Urinary Incontinence Treatments Provide a Range of Options

UCLA provides a full range of treatment options for stress incontinence, from individualized regimens in a physical therapy program that focuses exclusively on pelvic floor issues to the most advanced interventional procedures. UCLA is also at the forefront of developing safe, effective and durable new therapies for stress incontinence.

Stress incontinence — in which patients leak urine with increases in internal abdominal pressure such as when sneezing, laughing or exercising — can severely impact quality of life. Among younger women, stress incontinence is often due to anatomic changes related to childbirth. With age, atrophy affects the skeletal and smooth muscle of the urethra, impairing its ability to remain closed. Childbearing and hormonal changes contribute to urinary incontinence affecting far more women than men.

Treatment often begins with a series of lifestyle modifications to alleviate stress incontinence symptoms. These include limiting fluid intake, avoiding caffeine, performing pelvic exercises and practicing prompted voiding.

Injectable bulking agent treatment

Injecting bulking agents, such as Coaptite, into the urethra can increase resistance to urinary flow. Using a cystoscope that is threaded through the urethra, physicians can inject directly into the urethral wall.

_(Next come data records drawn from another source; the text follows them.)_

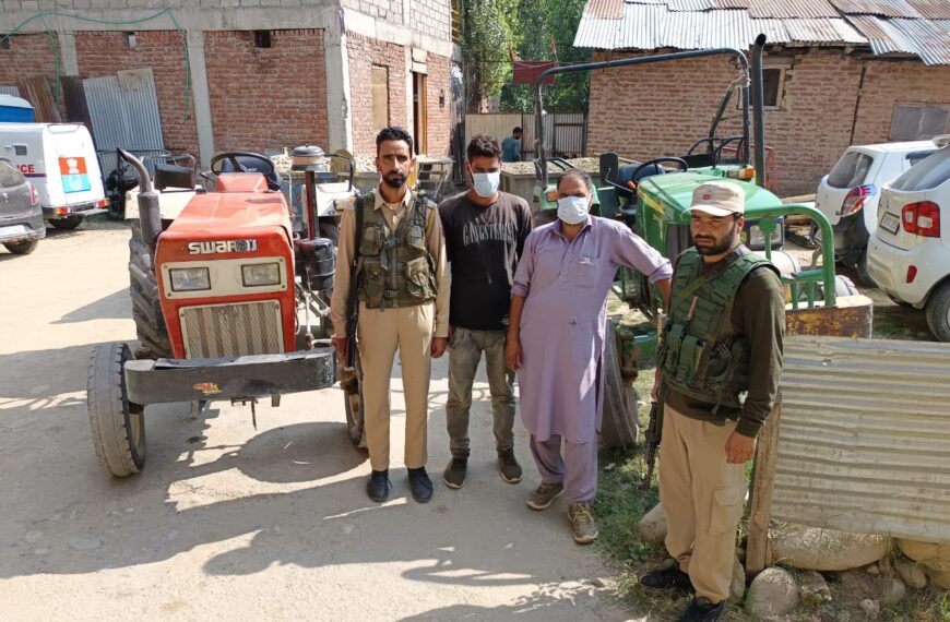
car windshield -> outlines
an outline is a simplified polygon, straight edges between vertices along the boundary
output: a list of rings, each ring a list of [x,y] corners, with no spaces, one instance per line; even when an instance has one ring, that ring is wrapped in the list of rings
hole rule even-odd
[[[875,158],[860,152],[844,152],[831,174],[828,176],[828,186],[832,188],[854,188],[864,183],[867,171]]]
[[[950,179],[950,146],[938,149],[896,178],[894,190],[931,190]]]
[[[15,166],[0,162],[0,188],[16,188],[23,183],[26,183],[26,180]]]

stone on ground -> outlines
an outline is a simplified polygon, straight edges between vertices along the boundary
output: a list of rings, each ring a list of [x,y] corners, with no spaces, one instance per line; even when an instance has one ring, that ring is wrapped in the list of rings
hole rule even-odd
[[[792,573],[769,567],[752,579],[746,595],[746,612],[757,618],[785,615],[798,606],[798,585]]]
[[[831,589],[824,577],[815,571],[798,576],[798,596],[801,602],[821,605],[831,600]]]
[[[798,525],[786,525],[782,533],[772,536],[773,559],[777,563],[817,571],[866,566],[883,558],[888,545],[886,536]]]
[[[898,576],[906,584],[907,587],[914,589],[924,589],[927,587],[927,575],[919,564],[909,562],[907,560],[898,560]]]
[[[663,514],[663,506],[657,503],[648,512],[637,525],[637,530],[644,542],[662,545],[666,539],[666,515]]]

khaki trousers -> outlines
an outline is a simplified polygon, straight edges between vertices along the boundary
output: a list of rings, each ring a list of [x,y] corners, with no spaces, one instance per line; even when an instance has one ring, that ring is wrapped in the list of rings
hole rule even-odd
[[[405,465],[426,465],[426,419],[435,321],[431,302],[416,307],[367,309],[359,303],[357,336],[363,366],[366,446],[372,470],[389,468],[389,387],[396,349],[406,403]]]
[[[735,421],[716,426],[669,406],[663,412],[660,502],[666,515],[666,550],[689,574],[697,597],[729,597],[736,527],[746,497],[745,465],[726,463]]]

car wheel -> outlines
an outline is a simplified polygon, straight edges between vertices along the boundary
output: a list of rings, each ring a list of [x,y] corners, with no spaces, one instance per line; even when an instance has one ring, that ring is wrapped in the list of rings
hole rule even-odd
[[[941,342],[950,342],[950,282],[943,282],[927,301],[927,324]]]
[[[23,240],[22,242],[7,242],[3,244],[14,255],[28,255],[36,250],[39,240]]]

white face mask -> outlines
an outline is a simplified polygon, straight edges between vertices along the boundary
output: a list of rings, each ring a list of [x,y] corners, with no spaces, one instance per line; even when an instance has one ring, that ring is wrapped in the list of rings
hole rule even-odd
[[[475,186],[475,194],[483,199],[495,196],[498,184],[501,182],[501,172],[475,172],[472,174]]]
[[[578,225],[586,219],[591,206],[586,196],[563,196],[558,199],[558,218],[568,225]]]

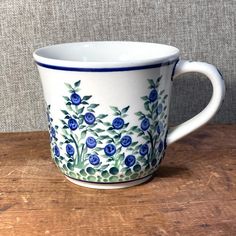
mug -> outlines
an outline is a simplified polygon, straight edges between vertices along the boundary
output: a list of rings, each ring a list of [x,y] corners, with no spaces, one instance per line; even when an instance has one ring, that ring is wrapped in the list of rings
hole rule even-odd
[[[215,115],[225,94],[220,72],[179,54],[168,45],[126,41],[66,43],[34,52],[51,155],[68,180],[100,189],[141,184],[157,170],[167,146]],[[203,111],[169,128],[172,82],[187,72],[206,75],[213,95]]]

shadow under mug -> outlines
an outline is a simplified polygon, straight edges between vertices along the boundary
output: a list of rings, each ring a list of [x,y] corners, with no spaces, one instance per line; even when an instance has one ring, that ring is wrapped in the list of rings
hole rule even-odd
[[[142,42],[80,42],[34,52],[47,106],[51,155],[73,183],[101,189],[147,181],[165,149],[207,123],[225,85],[219,71],[179,59],[175,47]],[[192,119],[169,129],[173,79],[199,72],[213,95]]]

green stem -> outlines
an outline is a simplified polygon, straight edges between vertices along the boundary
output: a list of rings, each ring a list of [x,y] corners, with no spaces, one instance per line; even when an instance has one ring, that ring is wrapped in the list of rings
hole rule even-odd
[[[150,137],[150,142],[151,142],[151,146],[152,146],[152,155],[151,155],[151,159],[152,159],[153,153],[155,152],[155,150],[154,150],[155,147],[154,147],[154,143],[153,143],[152,134],[149,131],[147,131],[147,133],[148,133],[148,135]]]
[[[81,162],[84,162],[84,144],[82,145],[81,148]]]

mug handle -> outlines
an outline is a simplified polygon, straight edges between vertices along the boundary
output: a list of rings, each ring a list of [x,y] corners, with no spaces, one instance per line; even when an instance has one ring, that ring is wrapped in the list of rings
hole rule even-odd
[[[171,127],[166,143],[170,145],[194,130],[206,124],[218,111],[225,96],[225,83],[219,70],[205,62],[191,62],[180,60],[174,69],[173,78],[188,72],[199,72],[207,76],[213,87],[213,94],[208,105],[196,116],[184,123]]]

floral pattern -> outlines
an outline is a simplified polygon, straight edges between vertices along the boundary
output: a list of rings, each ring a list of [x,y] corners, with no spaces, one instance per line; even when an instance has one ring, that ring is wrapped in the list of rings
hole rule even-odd
[[[62,172],[91,182],[130,181],[152,174],[164,156],[167,95],[159,90],[161,76],[147,80],[149,93],[141,97],[139,124],[127,121],[130,106],[111,106],[112,116],[98,114],[92,96],[82,96],[81,81],[65,83],[60,124],[47,106],[52,157]]]

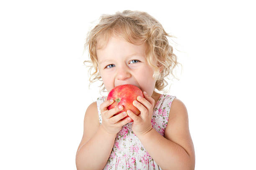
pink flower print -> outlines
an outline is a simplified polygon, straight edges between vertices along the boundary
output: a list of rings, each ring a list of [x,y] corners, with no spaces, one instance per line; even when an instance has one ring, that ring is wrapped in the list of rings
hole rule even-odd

Bulking agents have evolved to be less immunogenic and have less tendency to migrate away from the treatment area, but are still considered to offer only temporary relief from urinary incontinence symptoms. While these materials are not thought to cause patients harm when they move outside the urethra, they stop being an effective treatment once they migrate and patients may require repeated treatment.

Surgical repair

When more conservative therapies are not effective and stress incontinence continues to impact the patient’s quality of life, a surgical repair procedure can provide durable relief from stress incontinence symptoms.

UCLA surgeons offer a variety of procedures based on patients’ needs and preferences. These include a polypropylene sling developed at UCLA and placed using minimally invasive surgical techniques. UCLA recently published follow-up data indicating that the polypropylene sling, which is not commercially available, is safe and effective at 11 years.

UCLA surgeons also perform bladder-neck suspension surgery using non-absorbable sutures to avoid the use of other foreign materials and their possible complications.

Some patients with previous, unsuccessful surgeries or complex cases of incontinence benefit from a sling procedure using autologous (patient’s own) fascial tissue from the abdominal wall. Autologous tissue can also be used in a spiral sling procedure that provides circumferential compression of the urethra in patients with severe damage.

Developing new therapies

Research is currently underway at UCLA to develop new, more durable injectable bulking materials that are intended to provide better efficacy than the materials now in use.

In addition, UCLA researchers are conducting pre-clinical research on the use of stem cells to enhance the urethra and bladder in a manner similar to the way injectable bulking agents currently do, but to provide relief on a more permanent basis. The goal is to use tissue engineering to stimulate the rebuilding of the urethra tissue.

Using stem cells derived from adipose tissue, UCLA researchers aim to restore urethra function by rebuilding the smooth muscle tissue rather than simply bulking the existing tissue with other substances. Stem cells would be injected into the urethra along with a delivery material that would biodegrade.

Choice in urethral sling procedures

Mesh urethral slings to treat urinary incontinence were not included in the FDA warning on the use of surgical mesh for pelvic organ prolapse. Mesh slings remain the gold standard for urinary incontinence surgery.

But many patients are confused about the scope of the FDA warning or are uneasy about mesh slings even when told that they were not included in the FDA warning. “It’s easy to understand patients’ attitudes about the use of mesh and, of course, we don’t really know what further research into the use of mesh may reveal years from now,” states Larissa V. Rodríguez, MD, professor of urology and co-director of the Division of Female Urology, Reconstructive Surgery and Urodynamics.

In addition to performing sling procedures using autologous tissue, physicians at UCLA offer patients alternatives to commercial mesh products by performing surgical repair using non-absorbable sutures as well as a polypropylene sling developed at UCLA and not available elsewhere.